2 of 2 people found the following review helpful:
5.0 out of 5 stars
Brilliant critique of fascism's hatred of reason and science,
By
This review is from: Destruction of Reason (Hardcover)
In this brilliant book, Lukacs shows how Nazism attacked reason and science. Irrationalism mirrors reaction's contempt for science and its indulgence in superstition and myth.
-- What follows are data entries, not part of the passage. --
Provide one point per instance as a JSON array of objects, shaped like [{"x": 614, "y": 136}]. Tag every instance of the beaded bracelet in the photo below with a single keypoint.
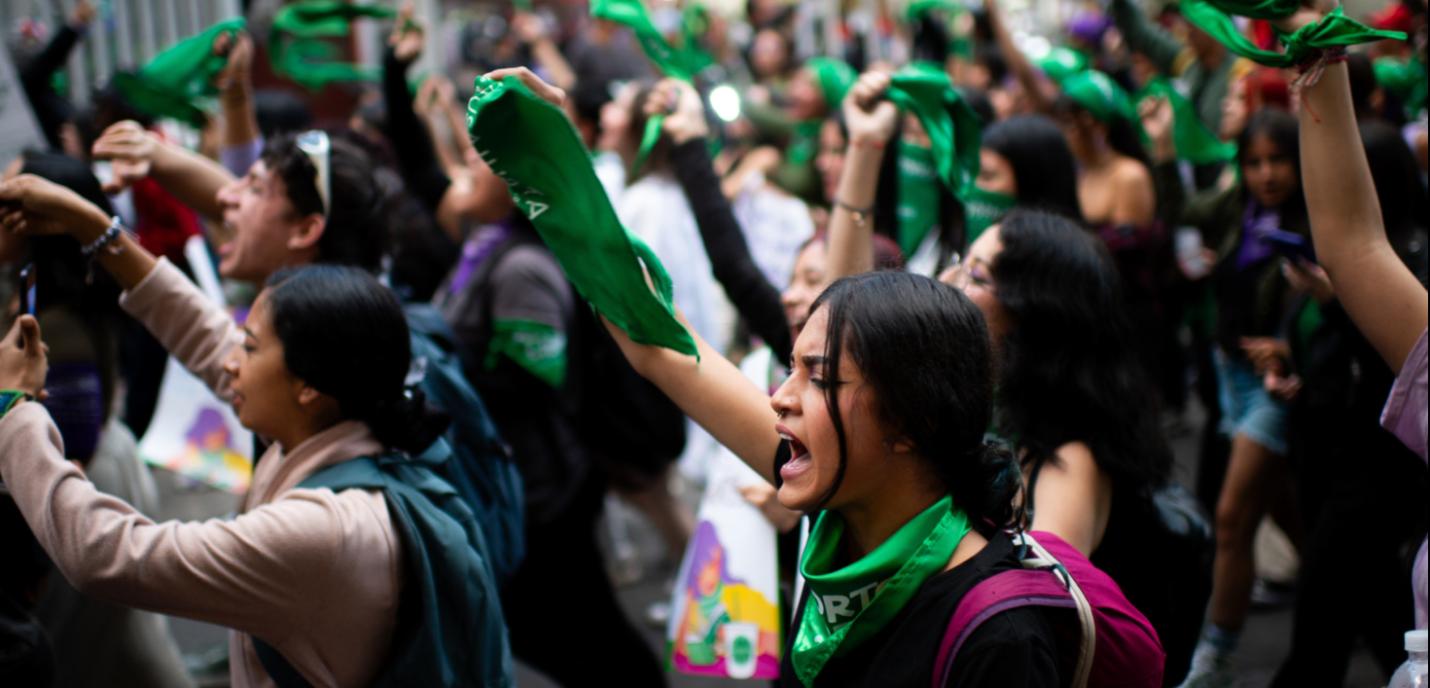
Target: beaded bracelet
[{"x": 107, "y": 238}]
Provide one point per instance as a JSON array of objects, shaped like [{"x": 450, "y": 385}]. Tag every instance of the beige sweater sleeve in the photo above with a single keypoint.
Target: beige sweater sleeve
[
  {"x": 192, "y": 328},
  {"x": 262, "y": 572}
]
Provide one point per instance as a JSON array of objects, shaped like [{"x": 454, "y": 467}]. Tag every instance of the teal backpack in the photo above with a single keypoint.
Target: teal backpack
[
  {"x": 481, "y": 469},
  {"x": 449, "y": 630}
]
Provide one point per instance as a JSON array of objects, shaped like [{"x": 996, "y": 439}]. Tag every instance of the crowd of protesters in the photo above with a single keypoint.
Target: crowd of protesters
[{"x": 947, "y": 279}]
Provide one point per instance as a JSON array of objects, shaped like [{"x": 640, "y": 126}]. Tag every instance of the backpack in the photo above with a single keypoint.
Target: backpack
[
  {"x": 481, "y": 469},
  {"x": 1117, "y": 645},
  {"x": 449, "y": 630}
]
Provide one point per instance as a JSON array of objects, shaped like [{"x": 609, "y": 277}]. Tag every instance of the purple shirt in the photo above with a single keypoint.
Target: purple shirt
[{"x": 1404, "y": 416}]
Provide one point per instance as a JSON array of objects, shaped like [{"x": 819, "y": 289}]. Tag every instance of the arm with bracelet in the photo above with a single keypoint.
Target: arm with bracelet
[{"x": 871, "y": 120}]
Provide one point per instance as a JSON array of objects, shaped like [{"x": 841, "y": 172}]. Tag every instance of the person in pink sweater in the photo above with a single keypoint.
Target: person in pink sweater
[{"x": 319, "y": 369}]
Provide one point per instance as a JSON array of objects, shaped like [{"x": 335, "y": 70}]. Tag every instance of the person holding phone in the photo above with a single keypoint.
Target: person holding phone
[{"x": 1253, "y": 225}]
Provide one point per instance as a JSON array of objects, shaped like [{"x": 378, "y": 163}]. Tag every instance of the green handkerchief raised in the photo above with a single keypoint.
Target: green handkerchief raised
[{"x": 532, "y": 146}]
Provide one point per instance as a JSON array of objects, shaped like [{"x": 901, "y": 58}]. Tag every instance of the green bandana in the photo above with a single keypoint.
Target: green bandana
[
  {"x": 960, "y": 42},
  {"x": 298, "y": 47},
  {"x": 804, "y": 143},
  {"x": 176, "y": 80},
  {"x": 681, "y": 63},
  {"x": 532, "y": 146},
  {"x": 1100, "y": 96},
  {"x": 983, "y": 209},
  {"x": 918, "y": 188},
  {"x": 834, "y": 77},
  {"x": 854, "y": 602},
  {"x": 1063, "y": 62},
  {"x": 1406, "y": 79},
  {"x": 1333, "y": 30},
  {"x": 953, "y": 128},
  {"x": 1194, "y": 142}
]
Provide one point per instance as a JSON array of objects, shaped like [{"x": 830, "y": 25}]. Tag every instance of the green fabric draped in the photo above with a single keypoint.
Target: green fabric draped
[
  {"x": 1406, "y": 79},
  {"x": 176, "y": 82},
  {"x": 1194, "y": 142},
  {"x": 1333, "y": 30},
  {"x": 675, "y": 62},
  {"x": 532, "y": 146},
  {"x": 298, "y": 47},
  {"x": 852, "y": 602},
  {"x": 954, "y": 130},
  {"x": 1100, "y": 96},
  {"x": 1063, "y": 62},
  {"x": 834, "y": 77}
]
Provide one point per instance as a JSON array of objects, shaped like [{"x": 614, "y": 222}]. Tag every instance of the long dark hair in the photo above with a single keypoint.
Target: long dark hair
[
  {"x": 346, "y": 335},
  {"x": 1281, "y": 129},
  {"x": 356, "y": 228},
  {"x": 1404, "y": 206},
  {"x": 923, "y": 348},
  {"x": 1041, "y": 163},
  {"x": 1068, "y": 365}
]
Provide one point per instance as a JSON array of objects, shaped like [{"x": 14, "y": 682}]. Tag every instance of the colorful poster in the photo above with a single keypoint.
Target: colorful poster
[
  {"x": 193, "y": 432},
  {"x": 725, "y": 614}
]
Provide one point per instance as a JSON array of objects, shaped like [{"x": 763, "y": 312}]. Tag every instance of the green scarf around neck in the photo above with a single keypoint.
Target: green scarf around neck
[
  {"x": 983, "y": 209},
  {"x": 531, "y": 145},
  {"x": 1194, "y": 142},
  {"x": 298, "y": 47},
  {"x": 1333, "y": 30},
  {"x": 675, "y": 62},
  {"x": 848, "y": 604},
  {"x": 176, "y": 82},
  {"x": 954, "y": 130}
]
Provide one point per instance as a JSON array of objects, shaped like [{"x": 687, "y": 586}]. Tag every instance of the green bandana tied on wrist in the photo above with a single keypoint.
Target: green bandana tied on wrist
[
  {"x": 834, "y": 77},
  {"x": 1302, "y": 46},
  {"x": 681, "y": 63},
  {"x": 983, "y": 209},
  {"x": 847, "y": 605},
  {"x": 953, "y": 128},
  {"x": 918, "y": 186},
  {"x": 298, "y": 47},
  {"x": 176, "y": 80},
  {"x": 1194, "y": 142},
  {"x": 532, "y": 146}
]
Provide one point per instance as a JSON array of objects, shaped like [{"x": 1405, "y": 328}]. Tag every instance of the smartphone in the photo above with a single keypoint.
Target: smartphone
[
  {"x": 27, "y": 289},
  {"x": 1290, "y": 245}
]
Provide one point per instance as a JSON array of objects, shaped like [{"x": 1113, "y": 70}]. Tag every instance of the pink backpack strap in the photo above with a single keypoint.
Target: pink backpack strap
[{"x": 995, "y": 594}]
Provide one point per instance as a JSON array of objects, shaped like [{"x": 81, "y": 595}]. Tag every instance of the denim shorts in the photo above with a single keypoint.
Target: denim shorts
[{"x": 1246, "y": 406}]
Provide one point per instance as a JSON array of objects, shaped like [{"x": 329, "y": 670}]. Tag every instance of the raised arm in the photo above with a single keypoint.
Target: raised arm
[
  {"x": 139, "y": 153},
  {"x": 190, "y": 326},
  {"x": 871, "y": 120},
  {"x": 747, "y": 288},
  {"x": 1379, "y": 292},
  {"x": 240, "y": 139},
  {"x": 1149, "y": 39},
  {"x": 714, "y": 394},
  {"x": 1040, "y": 92}
]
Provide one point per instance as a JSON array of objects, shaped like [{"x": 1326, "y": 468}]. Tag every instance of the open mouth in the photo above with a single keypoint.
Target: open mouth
[{"x": 798, "y": 454}]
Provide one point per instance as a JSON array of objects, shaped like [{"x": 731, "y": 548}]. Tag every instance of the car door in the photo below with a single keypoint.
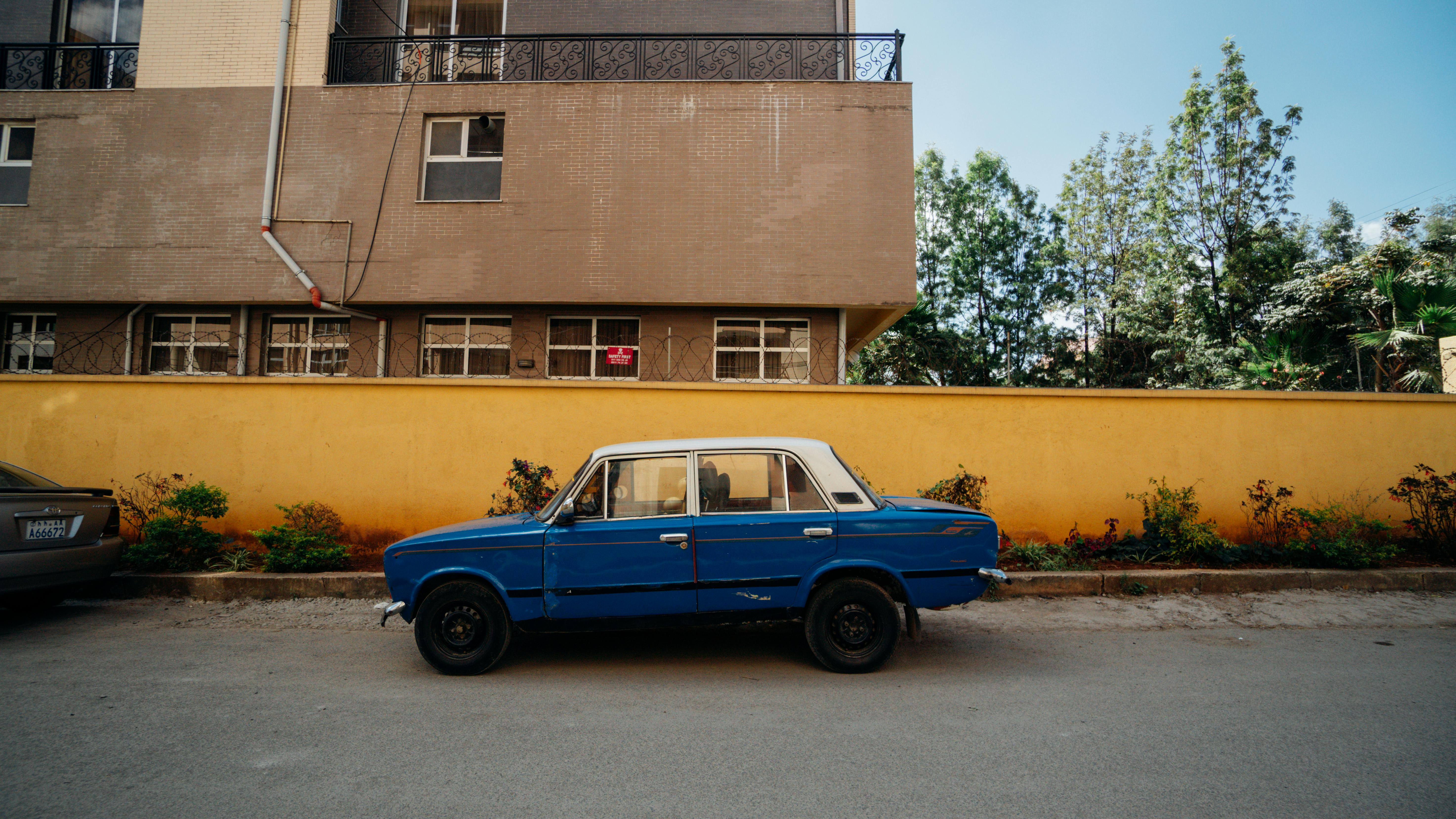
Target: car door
[
  {"x": 762, "y": 526},
  {"x": 630, "y": 551}
]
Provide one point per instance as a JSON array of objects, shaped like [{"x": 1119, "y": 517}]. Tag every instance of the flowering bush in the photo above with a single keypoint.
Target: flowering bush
[
  {"x": 1432, "y": 501},
  {"x": 526, "y": 489},
  {"x": 1273, "y": 518},
  {"x": 963, "y": 489}
]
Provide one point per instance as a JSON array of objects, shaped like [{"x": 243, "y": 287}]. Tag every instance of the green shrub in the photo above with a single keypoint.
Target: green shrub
[
  {"x": 1342, "y": 536},
  {"x": 1043, "y": 558},
  {"x": 963, "y": 489},
  {"x": 308, "y": 542},
  {"x": 174, "y": 540},
  {"x": 1171, "y": 523},
  {"x": 529, "y": 488}
]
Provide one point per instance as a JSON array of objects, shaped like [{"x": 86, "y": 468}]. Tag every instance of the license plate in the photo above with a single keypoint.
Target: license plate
[{"x": 46, "y": 529}]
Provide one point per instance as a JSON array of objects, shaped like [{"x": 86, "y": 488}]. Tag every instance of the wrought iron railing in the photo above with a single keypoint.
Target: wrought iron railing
[
  {"x": 654, "y": 57},
  {"x": 44, "y": 66}
]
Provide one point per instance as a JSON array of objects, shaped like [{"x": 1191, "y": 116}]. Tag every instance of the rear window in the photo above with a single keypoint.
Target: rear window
[{"x": 15, "y": 476}]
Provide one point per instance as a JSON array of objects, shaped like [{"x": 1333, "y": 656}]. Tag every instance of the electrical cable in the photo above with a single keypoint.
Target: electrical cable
[{"x": 379, "y": 213}]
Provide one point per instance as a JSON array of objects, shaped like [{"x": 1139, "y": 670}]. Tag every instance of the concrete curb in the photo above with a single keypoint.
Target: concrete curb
[
  {"x": 370, "y": 585},
  {"x": 1225, "y": 581},
  {"x": 248, "y": 585}
]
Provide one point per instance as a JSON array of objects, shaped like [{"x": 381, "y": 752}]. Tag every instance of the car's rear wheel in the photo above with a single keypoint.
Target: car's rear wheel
[
  {"x": 852, "y": 626},
  {"x": 462, "y": 628}
]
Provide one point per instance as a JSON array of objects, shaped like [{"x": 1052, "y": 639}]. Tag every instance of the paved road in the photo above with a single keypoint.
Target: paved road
[{"x": 158, "y": 709}]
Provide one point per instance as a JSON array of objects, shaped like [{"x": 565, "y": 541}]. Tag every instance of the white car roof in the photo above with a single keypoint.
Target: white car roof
[
  {"x": 817, "y": 456},
  {"x": 680, "y": 444}
]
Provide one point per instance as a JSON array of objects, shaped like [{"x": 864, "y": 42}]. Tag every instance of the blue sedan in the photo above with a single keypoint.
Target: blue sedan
[{"x": 695, "y": 532}]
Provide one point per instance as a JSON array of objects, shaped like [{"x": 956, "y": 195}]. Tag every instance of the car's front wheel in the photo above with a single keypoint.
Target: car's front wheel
[
  {"x": 462, "y": 628},
  {"x": 852, "y": 626}
]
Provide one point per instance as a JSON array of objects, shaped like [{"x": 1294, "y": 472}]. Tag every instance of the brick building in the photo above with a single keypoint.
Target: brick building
[{"x": 494, "y": 188}]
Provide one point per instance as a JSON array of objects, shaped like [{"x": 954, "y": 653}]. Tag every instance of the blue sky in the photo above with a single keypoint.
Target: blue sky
[{"x": 1039, "y": 81}]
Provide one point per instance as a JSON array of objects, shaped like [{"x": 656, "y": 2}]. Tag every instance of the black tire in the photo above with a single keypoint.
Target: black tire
[
  {"x": 852, "y": 626},
  {"x": 37, "y": 600},
  {"x": 462, "y": 629}
]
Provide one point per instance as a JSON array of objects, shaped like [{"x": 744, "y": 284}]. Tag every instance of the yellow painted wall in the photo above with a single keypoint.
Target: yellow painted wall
[{"x": 413, "y": 454}]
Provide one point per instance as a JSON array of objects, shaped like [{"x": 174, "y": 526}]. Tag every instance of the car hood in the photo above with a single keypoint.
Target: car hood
[
  {"x": 481, "y": 527},
  {"x": 921, "y": 504}
]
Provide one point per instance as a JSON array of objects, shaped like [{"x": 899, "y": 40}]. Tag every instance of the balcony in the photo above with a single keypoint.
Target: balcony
[
  {"x": 640, "y": 57},
  {"x": 69, "y": 66}
]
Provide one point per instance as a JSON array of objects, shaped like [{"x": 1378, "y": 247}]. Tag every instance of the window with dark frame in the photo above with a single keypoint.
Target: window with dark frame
[
  {"x": 190, "y": 345},
  {"x": 762, "y": 350},
  {"x": 17, "y": 147},
  {"x": 308, "y": 345},
  {"x": 586, "y": 347},
  {"x": 30, "y": 343},
  {"x": 464, "y": 158},
  {"x": 466, "y": 345}
]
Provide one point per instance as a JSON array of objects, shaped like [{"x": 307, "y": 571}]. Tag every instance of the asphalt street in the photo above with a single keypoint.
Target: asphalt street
[{"x": 172, "y": 709}]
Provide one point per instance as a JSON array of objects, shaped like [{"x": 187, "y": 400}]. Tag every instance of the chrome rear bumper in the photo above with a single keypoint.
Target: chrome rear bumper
[{"x": 62, "y": 567}]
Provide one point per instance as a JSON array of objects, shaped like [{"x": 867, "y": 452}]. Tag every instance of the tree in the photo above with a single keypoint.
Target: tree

He writes, "the subject-matter which now presents itself to us is Germany's path to Hitler in the sphere of philosophy. That is to say, we mean to show how this concrete path is reflected in philosophy, and how philosophical formulations, as an intellectual mirroring of Germany's concrete development towards Hitler, helped to speed up the process." Lukacs shows how irrationalism was born in German feudal absolutism's reaction to the French revolution of 1789. He studies the idealist irrationalism of Friedrich Schelling, Soren Kierkegaard, Arthur Schopenhauer and, in particular, Friedrich Nietzsche. Nietzsche said, "The need is for a new reign of terror." He called for `a daring master race', for `the great man' and for great wars. "There will be wars the like of which have never been seen on earth before." He praised `the beast of prey, the magnificent blond beast in greedy search of spoils and conquest'. Lukacs examines and criticises German sociology in the imperialist period (Max Weber, Karl Mannheim and Carl Schmitt), social Darwinism and racial theory from Joseph Gobineau to Houston Chamberlain, and vitalism in imperial Germany (Wilhelm Dilthey, Georg Simmel, Oswald Spengler, Martin Heidegger and Karl Jaspers). He shows how their ideas were either no barrier to Nazism (Weber, Mannheim, Dilthey, Simmel and Jaspers) or actually paved the way for fascism (Schmitt, Gobineau, Chamberlain, Spengler and Heidegger). Lukacs shows how Nazism took over the whole legacy of irrationalism. Irrationalism is always an ideology of militant reaction; it is all about combating Marxism, dialectical and historical materialism.